I went to Achham in December 2010 when I saw many positive as well as negative changes in the villages, especially in terms of people’s food and nutrition habits. In Chanidka village, among the children I saw was a 3-year girl. She was malnourished. "Your child seems very small for her age, what does she eat?" I asked her mother. She was breastfeeding the baby.
“Yes she is small and she does not eat anything except noodles and biscuits,” the mother answered. I asked her if she had lentils or flour at her house. She said she did. Does she have cows and milk? Yes, she does. Does she grow vegetables? Yes.
"So, what is the problem, why don't you give your child rice and dal, vegetables and milk?" I asked. The mother told me, “But why? Chow-chow is a good food and it has a lot of nutrition. Why give the child other food?”
We had failed to disseminate proper information about what is nutrition. The result was many mothers like this one in Acham saw nutrients in noodles.
The knowledge, passed down from generation to generation about local lentil, soybean, millet, and buckwheat, seems to have been erased in a few decades through relentless misinformation through advertising.
“I wonder why our pediatricians do not do something about wrong advertisements on the junk foods showing them as good for children,” Dr. Neelam Adhikari , a renowned child specialist told me. “I see many children with malnutrition as well as obese children consume those foodstuffs. In my clinic, every day, at least four children with malnutrition are brought by their parents who do not understand that those foods are very harmful. I try to explain the dangers to them but we don’t have enough time to convince them.”
The food industry, TV ads and silent health workers and policy makers have contributed to the promotion of the idea that expensive, processed, foods in colorful foil packs, are healthier than easily available home foods. Even in rural areas, where we may not have simple pain killers or similar medicines, those colorful ads and junk foods are easily available. Children become malnourished after consuming them. They fall ill and then parents demand expensive bottled vitamins and tonics for their children from health workers in the villages as well as in urban areas.
"There is absolutely no evidence that supplemental vitamins are good for growing children," says Ramesh Kant Adhikari. He has been advocating for the home made foods for the children for a long time and feels that health workers are also to blame as instead of taking the time to explain parents, they prescribe some food supplements and expensive vitamins, even when the child doesn't need them. Health workers find it tedious to explain to parents that all they need is enough carbohydrate, vitamins, and proteins-all available in the traditional Nepali diet.
Dr. Adhikari is one of the authors of Child Nutrition and Health, a book full of recipes made from local Nepali food items rich in vitamins, minerals and proteins like surbottam pitho, jaulo, millet porridges, roti, rice, and dal. But this information has not been disseminated to the villages.
All that the government does from time to time is to distribute some food packets to combat malnutrition. But with the food packets, there is no information about how one can prepare nutritious food from what is available at home. Our TV program do not talk about this, our radio programs are busy with songs and entertainment. Someone wants to talk about these issues on the radio, there is no time slot for that.
Children are easily influenced by TV commercials. Be they in Kathmandu or Achham, they demand what is shown on TV. Parents have to oblige when their kids blackmail them with tears.
I remember, ten years ago, my daughter used to take chapatti and potato as lunch for school. But one day she came back with tears in her eyes and told me “from tomorrow, I am not going to take those chapatti and potato. My friends teased me saying that the food was dirty. They bring chou chou and cheese balls for lunch?”

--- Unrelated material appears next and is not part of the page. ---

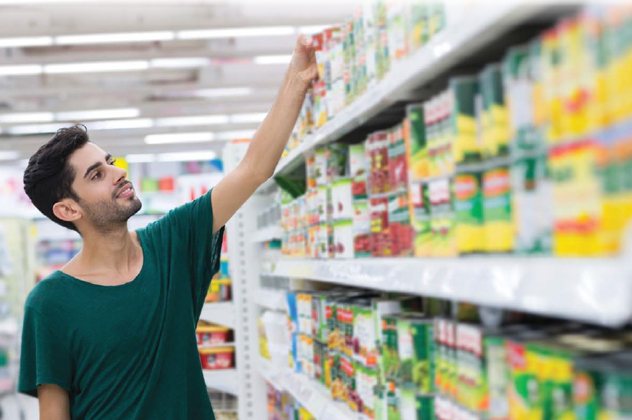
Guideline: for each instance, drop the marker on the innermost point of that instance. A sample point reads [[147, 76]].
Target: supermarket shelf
[[267, 234], [212, 346], [594, 290], [272, 299], [312, 395], [484, 26], [224, 380], [222, 313]]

It took a long time to make my daughter understand that it was her friends who were eating junk food, that eating wholesome home food was nothing to feel ashamed of. It took a lot of effort and time for me to show her various pictures of children who consumed junk foods and got ill.
Of course, it is not an easy task to make children understand why junk food is bad for them. But should we not give our children a healthy life? After all, the packed foods are known to have links with heart problem, diabetics, and cancer. Parents need to choose.